A familiar figure at protests in Cambodia, including the widely decried May trial of the Boeung Kak 13, Sovath is the first Southeast Asian to receive the award, which was established in 1993 and is judged by 10 rights organisations including Amnesty International and Human Rights Watch.

“The intention of the award is to provide recognition and protection,” said Martin Ennals Foundation director Michael Khambatta, adding that Sovath “has an innovative approach to human rights defence” and is a “forceful advocate” against forced evictions, which deserve more international attention.

According to Dr Pung Chhiv Kek, president of rights group Licadho, which has worked closely with the Buddhist monk, “he is the rare monk who is willing to use his standing as a religious authority figure to speak out against injustices in Cambodia …This is very threatening to authorities, because most Cambodians are very religious people”.

Known as “the multimedia monk”, Sovath has been filming confrontations with the government since 2009, when his video of police violently evicting villagers in Siem Reap province’s Chi Kraeng district undermined police claims that they had fired into the crowd in self-defence.

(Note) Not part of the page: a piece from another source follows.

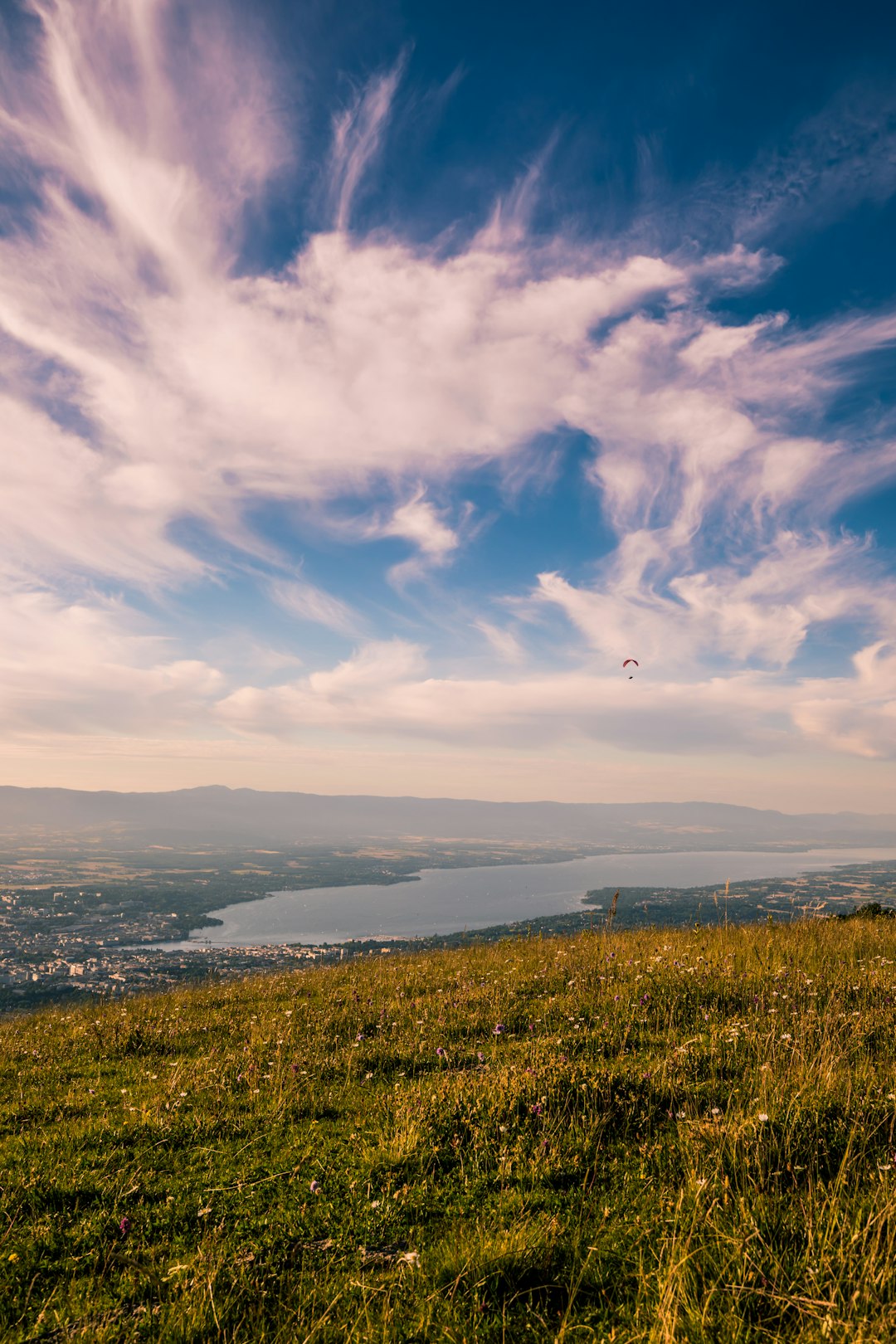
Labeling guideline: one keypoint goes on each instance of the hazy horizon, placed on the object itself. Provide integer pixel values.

Since then, Sovath has supported the land claims of several communities, including those of Boeung Kak and Borei Keila, leading religious authorities to ban him from all pagodas in the capital and his province of Siem Reap last year.

In May, he himself became a YouTube hit when he was filmed being forced into a car at the aforementioned Boeung Kak protest, after which religious authorities threatened to defrock him if he did not cease his activism.